Kamis, 19 Januari 2012

Kenapa PNS Tidak Produktif?

Kenapa PNS (Pegawai Negeri Sipil) di Indonesia ini secara mayoritas dinilai tidak produktif? Stigma malas senantiasa menempel pada pribadi para PNS. Sebegitu lekatnya stigma ini menempel sampai orang-orang pun bisa terheran-heran bila melihat PNS yang bekerja dengan rajin. Lebih heran lagi kalau PNS yang bekerja dengan rajin ini mengerjakan pekerjaannya tanpa embel-embel uang.

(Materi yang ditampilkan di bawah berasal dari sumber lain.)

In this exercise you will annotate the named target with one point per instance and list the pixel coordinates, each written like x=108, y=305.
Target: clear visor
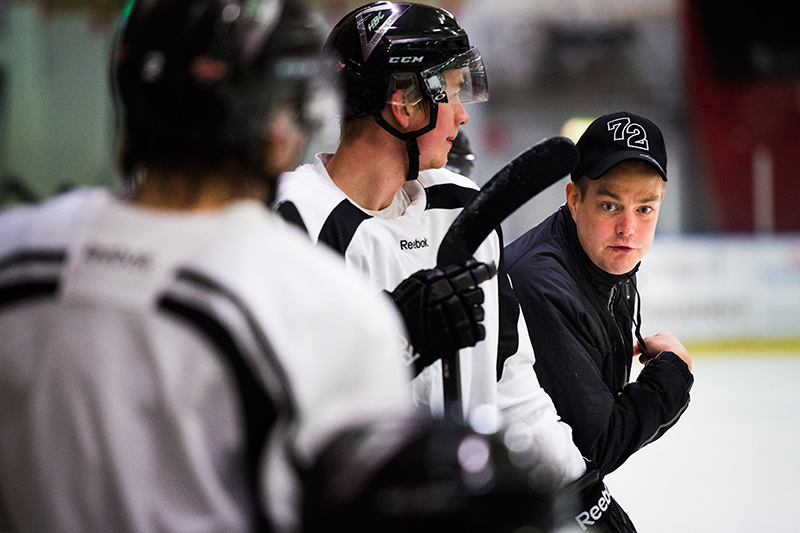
x=462, y=79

Salah satu tujuan Reformasi Birokrasi adalah melepas stigma malas tersebut. Tentu saja usaha untuk melepas stigma tersebut tidak berhenti di PR (Public Relation) yang baik, tapi juga memperbaiki masalah-masalah kinerja yang ada lewat langkah nyata. Garda terdepan Reformasi Birokrasi saat ini tentu saja Kementerian Pendayagunaan Aparatur Negara dan Reformasi Birokrasi (Kemenpan RB), tapi setiap instansi pemerintah saat ini pun turut aktif membenahi kinerja pegawai-pegawai yang mereka naungi.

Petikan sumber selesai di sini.